At some stage in the development of your business, it is almost inevitable that you will be faced with the decision as to whether or not to invest in your own IT network.
There is no right or wrong answer as to where your company needs to be before it decides to take this particular plunge. Some types of businesses are more likely to be dependent upon computerized systems than others. But when you do come to consider this question, it is not something you will want to enter into lightly.
On the one hand, you be aware of just how important it is to stay ahead of the competition. If you find you are being burdened by antiquated processes while others are working with more streamlined systems this could place you at a severe commercial disadvantage. On the other, you may feel that at this stage your limited resources might be better deployed elsewhere for now.
All you can really do is weigh up the pros and cons, and if needs be, take some advice from a trustworthy IT provider.
What does a basic IT network look like?
Of course, there are basic IT networks and enterprise-level IT networks – and moving towards the computerization of your systems need not necessarily involve some huge investment of capital in the early stages of your commercial journey. At this point, we could be talking about a number of laptops or handheld devices with WiFi installed, and a fairly basic internet connection embracing some cloud-based software.

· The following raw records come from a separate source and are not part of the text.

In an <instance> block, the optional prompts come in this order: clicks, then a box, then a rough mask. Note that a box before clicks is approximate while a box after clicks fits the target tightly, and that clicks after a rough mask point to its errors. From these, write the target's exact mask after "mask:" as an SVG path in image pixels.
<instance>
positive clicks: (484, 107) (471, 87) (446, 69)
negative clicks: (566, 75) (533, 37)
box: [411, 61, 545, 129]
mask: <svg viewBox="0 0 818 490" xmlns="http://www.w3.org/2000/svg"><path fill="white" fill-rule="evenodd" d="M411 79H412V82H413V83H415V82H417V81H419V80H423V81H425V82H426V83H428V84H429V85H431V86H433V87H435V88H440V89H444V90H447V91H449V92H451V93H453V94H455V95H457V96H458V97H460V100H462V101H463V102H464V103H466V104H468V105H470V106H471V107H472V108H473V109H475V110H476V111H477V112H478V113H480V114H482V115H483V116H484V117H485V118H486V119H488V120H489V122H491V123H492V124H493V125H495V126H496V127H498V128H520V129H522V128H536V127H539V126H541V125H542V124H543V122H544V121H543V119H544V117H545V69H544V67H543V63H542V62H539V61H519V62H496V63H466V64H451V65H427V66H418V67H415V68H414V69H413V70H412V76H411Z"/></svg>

But generally, you get what you pay for, and in the fast-moving world of IT – if your equipment is going to hold you back, it might be better to consider being a little more ambitious from the outset. If you envision a company operation that allows employees and contractors to use your systems off-site, then security, storage and collaboration are aspects to which you might benefit from paying some serious attention.
The benefits of a fully integrated IT network
Ultimately, the purpose of creating an IT network is to integrate every aspect of your operation in such a way as to generate the ultimate in speed, convenience and efficiency across the board. The objective is to create organizational coherence whilst at all times being mindful of the need to maintain data security.
First of all, your applications and storage are brought together into one central place. Accounts, data, design platforms and customer information are all gathered into one system which can be accessed and interrogated with the minimum of fuss; saving you valuable time which can be spent attending to your core business. It is also of course much easier to protect your data when it is stored in one centralized location, with the appropriate protections and access protocols in place.
Secondly, a well-integrated system will allow for remote working by your employees and contractors. Full network access can be granted and yet safely controlled, bringing you options for minimizing outlay on office space and enabling flexible working which will increase productivity and job satisfaction. “On the road” employees are also able to access the network, permitting the processing and updating of information in real-time.
An integrated IT network also enables access to shared peripheral devices which are an essential feature of any efficient commercial operation.
The role of an IT network in your businesses
Every enterprise will be configured in its own unique way, and only you as a business owner can reasonably assess the importance of an IT network to your company. If you are a tradesperson with a relatively small number of clients and few if any employees your limited resources may be better deployed elsewhere. Even so, it is worth taking some time out to consider whether the addition of even some modest technical infrastructure might make a positive difference for you.
Is there a benefit to be had for your business by networking? Could it expand your market or enhance your existing productivity? Does it have the potential to increase your output, or to improve your reach into new markets?
And equally, what would be the downsides? Presumably the initial outlay would involve a significant investment of resources that you may have need of elsewhere. And then of course there is the maintenance of your IT network. Will it need to be constantly upgraded? Will you require a service provider to upkeep your systems or are you confident that you can do this yourself?
Running an IT network on a limited budget
Most small to medium businesses run on a tight budget, and any investment made in installing an IT network will be very much with this in mind. You may need to accept that the most sophisticated, all-singing, all-dancing systems like SD WAN systems and MPLS controls are likely to be beyond your reach, at least if you are still in the starting phase.
Providers of technical support services are well aware of the constraints faced by start-ups and small businesses and have become surprisingly adept at accommodating them. Many offer service packages involving a regular, affordable monthly payment as opposed to a hefty and sometimes damaging initial outlay.
This generally applies not only to the technology itself but also to its regular maintenance and upkeep. Usually, there will be a range of service packages available to meet all budgets, the terms of which are agreed before a contract is entered into. Depending upon your budget, a level of service provision is offered which should be sufficient for your needs and to keep your IT network functioning without you having to worry about operational issues.
There is no one-size-fits-all solution to meeting the IT requirements of the business. The market recognizes that individual needs differ, and has responded to that demand by offering services packages tailored to those needs. Wherever you find your business right now – and whatever the needs are of your company operation, there’s something out there for everyone – and there’s a managed service provider who’ll help you put it into place and support you with your needs as you grow.